Imperial idea and the responsibility. After all, I would

just as soon think in Continents as anywhere else. And some

day, when the season is over and we have the time, you shall

explain to me the exact blood-brotherhood and all that sort

of thing that exists between a French Canadian and a mild

Hindoo and a Yorkshireman, for instance.”

“Oh, well, `dominion over palm and pine,’ you know,”

quoted the Duchess hopefully; “of course we mustn’t forget

that we’re all part of the great Anglo-Saxon Empire.”

“Which for its part is rapidly becoming a suburb of

Jerusalem. A very pleasant suburb, I admit, and quite a

charming Jerusalem. But still a suburb.”

“Really, to be told one’s living in a suburb when one is

conscious of spreading the benefits of civilization all over

the world! Philanthropy—I suppose you will say that is

a comfortable delusion; and yet even you must admit that

whenever want or misery or starvation is known to exist,

however distant or difficult of access, we instantly

organize relief on the most generous scale, and distribute

it, if need be, to the uttermost ends of the earth.”

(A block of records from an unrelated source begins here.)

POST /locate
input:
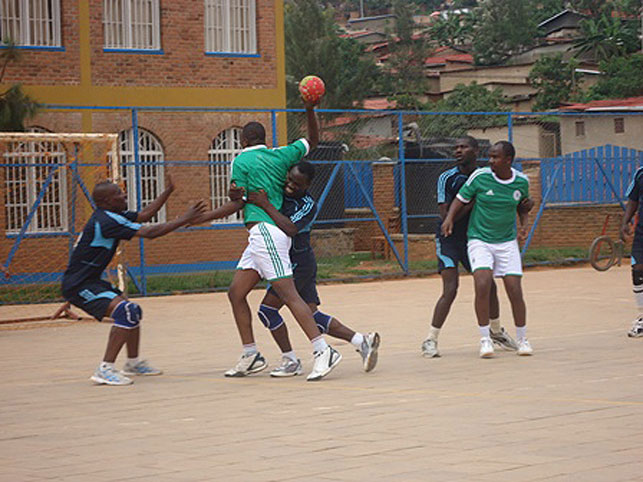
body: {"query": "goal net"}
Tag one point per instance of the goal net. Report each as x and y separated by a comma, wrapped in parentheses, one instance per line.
(46, 181)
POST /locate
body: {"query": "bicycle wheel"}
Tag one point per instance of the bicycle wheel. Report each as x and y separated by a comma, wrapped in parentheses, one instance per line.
(602, 253)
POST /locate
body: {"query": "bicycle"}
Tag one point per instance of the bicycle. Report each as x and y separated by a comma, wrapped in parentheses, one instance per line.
(604, 252)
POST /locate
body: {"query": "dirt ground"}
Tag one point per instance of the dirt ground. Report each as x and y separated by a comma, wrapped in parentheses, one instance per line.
(573, 411)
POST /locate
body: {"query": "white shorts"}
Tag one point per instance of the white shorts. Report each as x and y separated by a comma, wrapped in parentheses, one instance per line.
(268, 252)
(502, 258)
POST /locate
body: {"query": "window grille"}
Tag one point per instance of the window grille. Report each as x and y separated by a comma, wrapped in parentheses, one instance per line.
(30, 22)
(230, 26)
(221, 153)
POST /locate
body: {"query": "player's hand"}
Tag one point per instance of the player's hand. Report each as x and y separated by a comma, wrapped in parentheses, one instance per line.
(194, 212)
(625, 232)
(260, 198)
(235, 193)
(525, 205)
(447, 227)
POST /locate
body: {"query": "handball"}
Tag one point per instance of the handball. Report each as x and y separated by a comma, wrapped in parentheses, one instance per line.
(311, 88)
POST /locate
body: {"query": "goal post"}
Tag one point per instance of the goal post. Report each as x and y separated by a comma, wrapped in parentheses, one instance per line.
(46, 181)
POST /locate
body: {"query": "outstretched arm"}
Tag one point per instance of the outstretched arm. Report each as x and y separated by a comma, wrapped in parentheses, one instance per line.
(157, 230)
(260, 198)
(149, 211)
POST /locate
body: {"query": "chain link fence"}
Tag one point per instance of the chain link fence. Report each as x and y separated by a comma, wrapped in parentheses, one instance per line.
(376, 180)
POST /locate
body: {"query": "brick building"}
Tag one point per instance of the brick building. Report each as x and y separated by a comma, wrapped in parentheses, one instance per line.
(144, 53)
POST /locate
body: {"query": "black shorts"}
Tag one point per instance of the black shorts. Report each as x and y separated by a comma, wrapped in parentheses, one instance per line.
(304, 275)
(637, 246)
(93, 297)
(451, 251)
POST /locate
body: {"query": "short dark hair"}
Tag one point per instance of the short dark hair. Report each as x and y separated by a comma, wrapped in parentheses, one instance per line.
(306, 168)
(472, 141)
(508, 148)
(254, 133)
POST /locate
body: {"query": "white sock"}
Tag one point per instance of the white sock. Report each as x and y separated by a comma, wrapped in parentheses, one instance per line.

The Duchess paused, with a sense of ultimate triumph. She

had made the same observation at a drawing-room meeting, and

it had been extremely well received.

“I wonder,” said Reginald, “if you have ever walked

down the Embankment on a winter night?”

“Gracious, no, child! Why do you ask?”

“I didn’t; I only wondered. And even your philanthropy,

practised in a world where everything is based on

competition, must have a debit as well as a credit account.

The young ravens cry for food.”

“And are fed.”

“Exactly. Which presupposes that something else is fed

upon.”

“Oh, you’re simply exasperating. You’ve been reading

Nietzsche till you haven’t got any sense of moral proportion

left. May I ask if you are governed by any laws of

conduct whatever?”

“There are certain fixed rules that one observes for

one’s own comfort. For instance, never be flippantly rude

to any inoffensive, grey-bearded stranger that you may meet

in pine forests or hotel smoking-rooms on the Continent. It

always turns out to be the King of Sweden.”

“The restraint must be dreadfully irksome to you. When I

was younger, boys of your age used to be nice and

innocent.”

“Now we are only nice. One must specialize in these days. Which

reminds me of the man I read of in some sacred book who was given a

choice of what he most desired. And because he didn’t ask for titles

and honours and dignities, but only for immense wealth, these other

things came to him also.”

“I am sure you didn’t read about him in any sacred

hook.”

“Yes; I fancy you will find him in Debrett.”